Ахнув, Гюля в ужасе уставилась на мать.

— Как же так они не углядели?

— Ее до утра в камеру с двумя спекулянтками посадили. Они ночью спали, ничего не слышали, а утром встали — она на своем поясе на решетке висит. Сразу охранника позвали, конечно, но уже ничего было не сделать.

Глава четвертая

Из хроник Носителей Разума.

Сразу после Катастрофы началась эра Возрождения. Они, Возродившиеся после Катастрофы, дали начало нынешней цивилизации Носителей Разума. Первобытное мышление Возродившихся предков отличалось наивностью, поведением их в основном руководило желание удовлетворить свой голод. Самая нелепая попытка раздобыть себе Белок для пропитания вошла в историю Разума под названием Эксперимент Модификации. Возродившиеся наивно полагали, что смогут перехитрить мудрую Природу и создать высокоорганизованные Материки с Белком, идентичным Белку Носителей Разума, но их ждала случайная Удача. Еще и трижды не обошла Планета греющую ее Звезду после Катастрофы, а Эксперимент Модификации уже мог быть завершен, наступила эра Знания.

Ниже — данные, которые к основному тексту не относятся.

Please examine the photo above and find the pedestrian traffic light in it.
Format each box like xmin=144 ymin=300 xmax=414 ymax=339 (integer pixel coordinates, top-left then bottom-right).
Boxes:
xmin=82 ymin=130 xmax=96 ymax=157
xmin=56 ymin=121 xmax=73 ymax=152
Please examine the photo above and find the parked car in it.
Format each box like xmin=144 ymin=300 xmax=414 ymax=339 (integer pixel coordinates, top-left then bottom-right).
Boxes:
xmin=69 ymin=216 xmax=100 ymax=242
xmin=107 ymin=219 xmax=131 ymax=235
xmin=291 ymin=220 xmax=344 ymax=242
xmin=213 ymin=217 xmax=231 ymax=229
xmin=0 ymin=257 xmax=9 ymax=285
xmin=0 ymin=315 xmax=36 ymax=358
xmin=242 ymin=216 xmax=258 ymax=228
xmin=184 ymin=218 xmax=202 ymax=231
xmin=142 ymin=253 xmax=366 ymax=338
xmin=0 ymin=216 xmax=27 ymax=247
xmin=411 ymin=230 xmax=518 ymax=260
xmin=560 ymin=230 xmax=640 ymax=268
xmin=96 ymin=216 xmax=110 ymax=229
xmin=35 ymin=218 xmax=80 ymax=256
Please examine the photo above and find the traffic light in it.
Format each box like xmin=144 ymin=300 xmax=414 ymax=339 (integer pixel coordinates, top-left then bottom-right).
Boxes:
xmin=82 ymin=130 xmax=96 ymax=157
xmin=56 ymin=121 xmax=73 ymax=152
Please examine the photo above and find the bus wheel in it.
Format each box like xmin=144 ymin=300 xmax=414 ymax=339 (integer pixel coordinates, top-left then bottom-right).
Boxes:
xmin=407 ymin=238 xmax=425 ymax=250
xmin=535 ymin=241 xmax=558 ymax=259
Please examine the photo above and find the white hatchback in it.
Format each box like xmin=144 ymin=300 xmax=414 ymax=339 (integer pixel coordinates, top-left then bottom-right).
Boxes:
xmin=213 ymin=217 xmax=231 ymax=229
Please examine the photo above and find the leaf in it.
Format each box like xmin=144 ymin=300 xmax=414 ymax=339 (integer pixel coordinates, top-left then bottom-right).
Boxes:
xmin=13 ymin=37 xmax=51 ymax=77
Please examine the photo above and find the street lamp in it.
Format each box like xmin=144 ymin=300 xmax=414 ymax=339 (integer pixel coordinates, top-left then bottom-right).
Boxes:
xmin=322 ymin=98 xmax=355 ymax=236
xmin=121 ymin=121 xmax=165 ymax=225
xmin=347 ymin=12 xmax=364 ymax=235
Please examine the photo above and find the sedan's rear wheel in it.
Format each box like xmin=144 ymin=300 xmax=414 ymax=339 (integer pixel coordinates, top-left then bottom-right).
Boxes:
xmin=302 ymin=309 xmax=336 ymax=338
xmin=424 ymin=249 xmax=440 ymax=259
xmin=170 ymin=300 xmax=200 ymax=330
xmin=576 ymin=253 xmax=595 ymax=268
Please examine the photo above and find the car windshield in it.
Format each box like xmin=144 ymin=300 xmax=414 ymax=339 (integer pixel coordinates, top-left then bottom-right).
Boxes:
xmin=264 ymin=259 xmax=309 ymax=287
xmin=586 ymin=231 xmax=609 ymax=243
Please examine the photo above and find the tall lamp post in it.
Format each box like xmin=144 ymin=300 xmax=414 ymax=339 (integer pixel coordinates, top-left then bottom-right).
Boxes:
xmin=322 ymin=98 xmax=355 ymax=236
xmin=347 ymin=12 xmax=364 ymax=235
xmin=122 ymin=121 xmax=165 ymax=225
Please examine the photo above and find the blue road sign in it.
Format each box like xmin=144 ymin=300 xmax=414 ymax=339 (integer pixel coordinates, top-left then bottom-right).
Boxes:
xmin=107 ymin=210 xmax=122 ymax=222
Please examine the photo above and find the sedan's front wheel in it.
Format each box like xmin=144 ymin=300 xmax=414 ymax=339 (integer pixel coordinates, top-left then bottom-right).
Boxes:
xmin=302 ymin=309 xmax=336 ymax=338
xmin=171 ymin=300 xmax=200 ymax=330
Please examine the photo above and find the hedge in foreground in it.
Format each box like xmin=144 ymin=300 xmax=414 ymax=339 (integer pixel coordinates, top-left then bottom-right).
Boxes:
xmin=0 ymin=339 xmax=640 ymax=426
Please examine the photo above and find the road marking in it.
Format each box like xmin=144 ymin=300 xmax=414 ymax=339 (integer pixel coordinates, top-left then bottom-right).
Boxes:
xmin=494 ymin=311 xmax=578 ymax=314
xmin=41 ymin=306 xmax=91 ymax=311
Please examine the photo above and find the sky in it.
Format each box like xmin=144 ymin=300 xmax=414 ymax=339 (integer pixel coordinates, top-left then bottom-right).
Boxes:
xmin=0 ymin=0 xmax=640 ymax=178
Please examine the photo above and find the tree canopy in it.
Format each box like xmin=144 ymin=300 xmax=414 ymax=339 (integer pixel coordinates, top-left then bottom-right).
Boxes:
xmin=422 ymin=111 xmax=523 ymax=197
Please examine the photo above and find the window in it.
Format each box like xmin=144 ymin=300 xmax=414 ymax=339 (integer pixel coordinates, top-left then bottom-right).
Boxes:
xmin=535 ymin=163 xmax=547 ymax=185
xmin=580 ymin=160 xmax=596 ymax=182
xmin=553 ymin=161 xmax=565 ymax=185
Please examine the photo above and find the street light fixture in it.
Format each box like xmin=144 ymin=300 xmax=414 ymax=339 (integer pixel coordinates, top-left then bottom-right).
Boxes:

Игорь Петрович Эйзнер, провожая посетителя, выглянул в приемную. Секретарша, как раз в этот момент решившая припудрить нос, мгновенно сунула пудреницу в сумочку и изобразила готовность приступить к работе, но он махнул рукой и скрылся за дверью своего кабинета. Слегка пожав плечами, девушка собралась было возобновить прерванное занятие, но тут на столе ее зазвонил телефон.

— Приемная заместителя министра. Сейчас узнаю, — строго сказала она неведомому собеседнику и, нажав кнопку селектора, обратилась к начальнику: — Игорь Петрович, профессор Муромцев звонит — он только что прилетел, спрашивает, вы его примете?

— Да-да, мы созванивались, пусть сразу же приезжает.

Пропуск Сергею был заказан заранее, секретарша с любезным видом сказала:

— Игорь Петрович вас ждет.

Массивная дверь, обитая дерматином, открылась, пропустив профессора Муромцева в кабинет замминистра, и бесшумно захлопнулась за его спиной. Игорь Петрович с улыбкой шагнул навстречу посетителю, стиснул его плечи, и тут же превратился в Гарьку Эйзнера, бывшего университетского товарища Сергея.

— Поверить, не могу — Серега! Нет, ты скажи, сколько мы не виделись — лет двадцать? Погоди, дай взгляну — вроде не поправился. А меня жена все время пилит, что толстею, на диету сажает.

— Ирка? — опускаясь на мягкий стул, хмыкнул Сергей. — Припугни, скажи, что будет морить голодом — пойдешь из министров в трубочисты. Худым в министерстве делать нечего.